Some researchers (cf. Bechtel, 2018, 2019, 2021; Bechtel & Bollhagen, 2021; Winning, 2020; Winning & Bechtel, 2018) point out that the decomposition strategy, as understood by mechanism, assumes that there is a composition or causation relationship (i.e., causal production) between processes present in mechanisms (where one process, an organized set of causal processes is “responsible for” the implementation of another). Such a view, however, ignores two important features of cognitive mechanisms:

  1. 1.

    Mechanisms of this kind primarily act to control production mechanisms, i.e., mechanisms which are responsible for bodily movement and physiological processes. This type of relationship can be called control, and it is as important for the understanding of the nature of mechanisms and their explanations as the relationships of causation and composition (Winning & Bechtel, 2018, p. 2). These are, therefore, mechanisms that help to maintain the internal environment of the given organisms. The analysis of control mechanisms is important because they allow organisms to quickly adapt to their environment. Therefore, they perform an important adaptive function and are responsible for the autonomy of the individual, as they contribute to the maintenance of the existence of a given organism. In this sense, they are normative because they contribute to the self-maintenance that is the norm of autonomous living systems (cf. Bickhard, 2003). Self-maintenance is the norm (what is good or bad for the system) in the sense that it “is not externally interpreted or derived from an adaptive history but defined intrinsically by the very organization of the system” (Barandiaran & Moreno, 2006, p. 174);

  2. 2.

    High-level cognitive mechanisms are components of a highly developed and complex network of heterarchically organized control systems whose aim is to perform a given cognitive task (Bechtel, 2019, p. 621, cf.
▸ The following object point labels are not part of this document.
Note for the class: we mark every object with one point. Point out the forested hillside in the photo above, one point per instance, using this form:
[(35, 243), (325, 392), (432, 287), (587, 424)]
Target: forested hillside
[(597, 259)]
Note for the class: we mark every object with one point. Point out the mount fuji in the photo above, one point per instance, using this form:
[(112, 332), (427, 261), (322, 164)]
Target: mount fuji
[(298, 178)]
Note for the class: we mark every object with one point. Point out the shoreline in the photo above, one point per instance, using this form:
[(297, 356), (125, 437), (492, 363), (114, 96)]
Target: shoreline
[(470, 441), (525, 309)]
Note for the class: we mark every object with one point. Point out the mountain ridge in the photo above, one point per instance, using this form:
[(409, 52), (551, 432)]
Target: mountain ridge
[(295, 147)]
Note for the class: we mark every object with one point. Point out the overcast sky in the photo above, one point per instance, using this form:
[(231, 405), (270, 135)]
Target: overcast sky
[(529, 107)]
Pattee, 1991). By heterarchical organization, I mean a such distributed causal network in which a given (production) mechanism is regulated by multiple (control) mechanisms without these control mechanisms being themselves subsumed under a higher-level controller. This means that their organization is horizontal and not vertical, as is the case with hierarchical organization (cf. Bechtel & Bich, 2021).Footnote 14

These features (1) and (2) are extremely important and their omission in explaining cognitive mechanisms makes these explanations incomplete, violating the standard of mechanistic explanations (Craver & Kaplan, 2018). This may result in “incorrect accounts of cognition” (Bechtel, 2019, p. 621).Footnote 15 Taking account of these two aspects of cognitive processes, i.e., their function in the production of control mechanisms and their non-autonomous character, leads to the conclusion that their explanation should also cover other components (some of which are flexible and able to be operated on and altered by other mechanisms) than those previously considered.Footnote 16 This means that the mechanisms are organized not only in terms of production and composition, but also in terms of control. Such a view thus presupposes a revision of the systems tradition in which “processes are controlled by other processes, and mechanisms are controlled by other mechanisms, often hierarchically” (Winning & Bechtel, 2018, p. 3).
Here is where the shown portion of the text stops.